Les enjeux de la coopération migratoire entre Londres et Kigali : le cas des demandeurs d’asile
Domains: Géopolitique
Regions: Afrique centrale
Nations: Rwanda

Le 14 avril 2022, la Grande Bretagne signe un accord controversé avec le Rwanda pour le rapatriement des migrants illégaux en terre rwandaise. Ces migrants, pour la majorité des demandeurs d’asile, vont désormais hébergés au Rwanda, à partir duquel leurs demandes seront mises en examen. Dans le cadre d’une suite favorable, les demandeurs ne peuvent pas revenir en Angleterre mais rester au Rwanda, situé à plus 6000 kilomètres de Londres. Cet accord suscite la désapprobation des organisations de la société civile qui protègent les droits des migrants. Pour les anglais, cet accord vise en première ligne les passeurs des migrants, afin de les décourager dans leur besogne, qui, selon le premier ministre britannique Boris Johnson, « engendrent trop de misère humaine et de morts », comme cela a été le cas de la noyade de vingt-sept (27) dans la Manche en novembre 2021.

Dans une stratégie visant à sous-traiter les demandeurs d’asile au Rwanda, les anglais défendent leur accord avec Kigali en le qualifiant de « créatif » et « compassionnel », selon les propos de la ministre de l’intérieur britannique Priti Patel, lors de sa visite de finalisation des termes du partenariat au Rwanda. Elle va renchérir en qualifiant le Rwanda comme un pays sûr et soucieux du respect de l’Etat de droit et des droits de l’homme. De leur côté, les autorités rwandaises par la voix du ministre des affaires étrangères Vincent Biruta, se sont senties privilégiées par cette opportunité offerte par la Grande Bretagne. En effet, cette dernière va financer la fourniture des toits et des formations aux demandeurs d’asile, à travers un premier versement de 120 millions de livres sterling. Il s’agit d’une forme de déportation qui ne concerne pas les mineurs et ne vise pas la séparation des enfants de leurs parents. En retour, le Rwanda peut quant à lui s’opposer à l’arrivée des demandeurs ayant un casier judiciaire.

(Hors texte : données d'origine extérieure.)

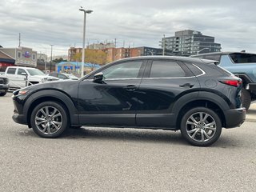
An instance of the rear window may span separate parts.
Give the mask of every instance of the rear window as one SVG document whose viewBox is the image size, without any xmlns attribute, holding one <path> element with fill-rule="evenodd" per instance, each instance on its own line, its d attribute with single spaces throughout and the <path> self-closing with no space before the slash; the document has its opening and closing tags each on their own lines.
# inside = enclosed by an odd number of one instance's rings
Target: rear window
<svg viewBox="0 0 256 192">
<path fill-rule="evenodd" d="M 234 63 L 256 62 L 256 54 L 234 53 L 229 55 Z"/>
</svg>

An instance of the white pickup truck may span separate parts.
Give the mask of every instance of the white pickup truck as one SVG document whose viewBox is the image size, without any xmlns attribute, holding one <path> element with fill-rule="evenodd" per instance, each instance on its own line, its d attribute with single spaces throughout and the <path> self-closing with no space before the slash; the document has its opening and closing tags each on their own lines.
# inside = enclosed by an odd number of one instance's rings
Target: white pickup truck
<svg viewBox="0 0 256 192">
<path fill-rule="evenodd" d="M 47 76 L 38 69 L 25 66 L 8 66 L 2 75 L 9 79 L 10 90 L 58 80 L 58 78 Z"/>
</svg>

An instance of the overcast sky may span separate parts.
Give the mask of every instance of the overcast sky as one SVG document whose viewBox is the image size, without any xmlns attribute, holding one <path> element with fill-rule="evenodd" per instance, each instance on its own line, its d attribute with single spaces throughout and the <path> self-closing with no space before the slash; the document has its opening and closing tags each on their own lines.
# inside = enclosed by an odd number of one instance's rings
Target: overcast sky
<svg viewBox="0 0 256 192">
<path fill-rule="evenodd" d="M 183 30 L 215 37 L 222 51 L 256 53 L 255 0 L 1 0 L 0 45 L 21 46 L 53 55 L 82 47 L 83 13 L 86 45 L 159 48 L 163 37 Z"/>
</svg>

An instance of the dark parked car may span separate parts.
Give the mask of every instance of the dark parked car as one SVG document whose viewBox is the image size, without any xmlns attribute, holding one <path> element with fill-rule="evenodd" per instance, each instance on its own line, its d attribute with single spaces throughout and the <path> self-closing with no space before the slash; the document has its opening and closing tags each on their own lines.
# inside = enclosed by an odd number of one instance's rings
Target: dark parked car
<svg viewBox="0 0 256 192">
<path fill-rule="evenodd" d="M 5 96 L 9 90 L 9 79 L 0 76 L 0 96 Z"/>
<path fill-rule="evenodd" d="M 222 128 L 239 126 L 246 110 L 242 81 L 210 60 L 139 57 L 119 60 L 78 81 L 14 92 L 13 119 L 43 138 L 72 126 L 180 130 L 192 145 L 209 146 Z"/>
<path fill-rule="evenodd" d="M 256 100 L 256 54 L 243 52 L 214 52 L 193 55 L 212 59 L 242 80 L 242 103 L 246 110 Z"/>
</svg>

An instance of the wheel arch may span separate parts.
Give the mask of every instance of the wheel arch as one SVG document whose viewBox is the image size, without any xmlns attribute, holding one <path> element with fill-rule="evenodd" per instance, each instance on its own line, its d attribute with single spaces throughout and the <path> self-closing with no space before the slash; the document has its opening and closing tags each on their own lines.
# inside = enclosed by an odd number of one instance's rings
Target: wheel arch
<svg viewBox="0 0 256 192">
<path fill-rule="evenodd" d="M 26 122 L 29 127 L 31 127 L 30 118 L 34 107 L 39 103 L 47 101 L 60 103 L 66 108 L 70 124 L 79 124 L 78 112 L 72 99 L 61 91 L 47 90 L 34 93 L 26 102 L 23 114 L 26 114 Z"/>
<path fill-rule="evenodd" d="M 177 129 L 180 129 L 182 115 L 187 110 L 197 106 L 203 106 L 214 110 L 219 116 L 222 126 L 225 126 L 224 111 L 230 109 L 230 103 L 227 102 L 227 98 L 225 99 L 216 93 L 199 91 L 184 95 L 175 102 L 172 111 L 177 115 L 175 118 Z"/>
<path fill-rule="evenodd" d="M 206 107 L 208 109 L 212 110 L 214 111 L 217 115 L 219 117 L 222 122 L 222 127 L 225 126 L 226 124 L 226 118 L 223 113 L 223 110 L 221 109 L 219 106 L 214 103 L 212 101 L 200 99 L 200 100 L 194 100 L 190 102 L 187 102 L 186 105 L 180 109 L 179 113 L 177 117 L 176 125 L 178 129 L 180 129 L 181 122 L 184 114 L 190 110 L 195 108 L 195 107 Z"/>
</svg>

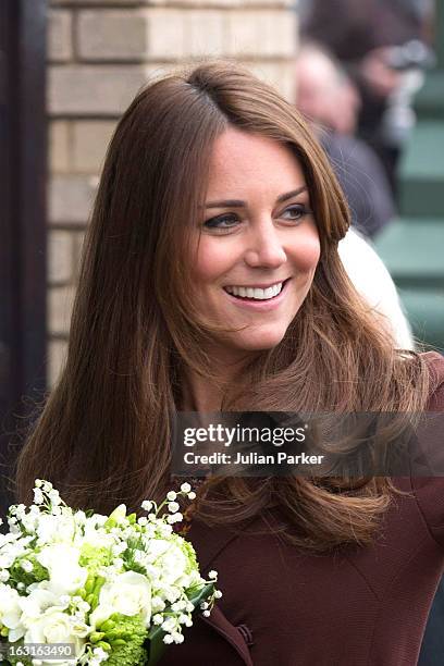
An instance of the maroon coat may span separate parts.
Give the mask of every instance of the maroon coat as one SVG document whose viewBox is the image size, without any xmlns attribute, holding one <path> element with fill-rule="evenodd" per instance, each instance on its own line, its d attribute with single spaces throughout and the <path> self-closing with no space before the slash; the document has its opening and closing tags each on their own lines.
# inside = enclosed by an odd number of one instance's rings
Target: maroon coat
<svg viewBox="0 0 444 666">
<path fill-rule="evenodd" d="M 439 384 L 429 409 L 444 411 L 444 358 L 428 359 Z M 374 544 L 341 555 L 307 555 L 276 535 L 195 523 L 201 569 L 219 571 L 223 597 L 162 666 L 417 664 L 444 568 L 444 478 L 396 484 L 412 495 L 396 497 Z"/>
</svg>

Si cette politique migratoire de Boris Johnson est synonyme de souffrances, de chaos et d’énormes dépenses, évaluées à 1,4 milliard de livres par an, pour le directeur du Refugee Council, Enver Solomon ; elle est plus préoccupante selon Yvette Cooper, qui la qualifie d’amorale, de dispendieuse et impossible à opérationnaliser. Il s’agit pour le gouvernement britannique actuel de tenir l’une de ses principales promesses post-Brexit, consistant à « reprendre le contrôle » des frontières, dans un contexte marqué par une augmentation du taux de réussite du passage des migrants par la Manche en 2021.

Ainsi, ne bénéficiant plus du règlement de Dublin pour renvoyer dans l’Union européenne des migrants y ayant déjà déposé une demande d’asile, la Grande Bretagne a fait le choisi du partenariat rwandais. Bien que n’étant pas encore adoptée à Westminster, la loi Nationality and Borders Bill autorisant les transferts de demandeurs d’asile « contredit fondamentalement les engagements du gouvernement [britannique] de respecter ses obligations au regard de la Convention [de Genève] sur les réfugiés », selon le Haut-Commissariat des Nations unies pour les réfugiés (HCR). D’où la forte opposition du HCR vis-à-vis de la perception du Rwanda comme un pays sûr pour les demandeurs d’asile. L’ONG Human Rights Watch va plus loin en soulignant les détentions arbitraires, les mauvais traitements et la torture dans des centres de détention non officiels, qui semblent être des pratiques communes au Rwanda.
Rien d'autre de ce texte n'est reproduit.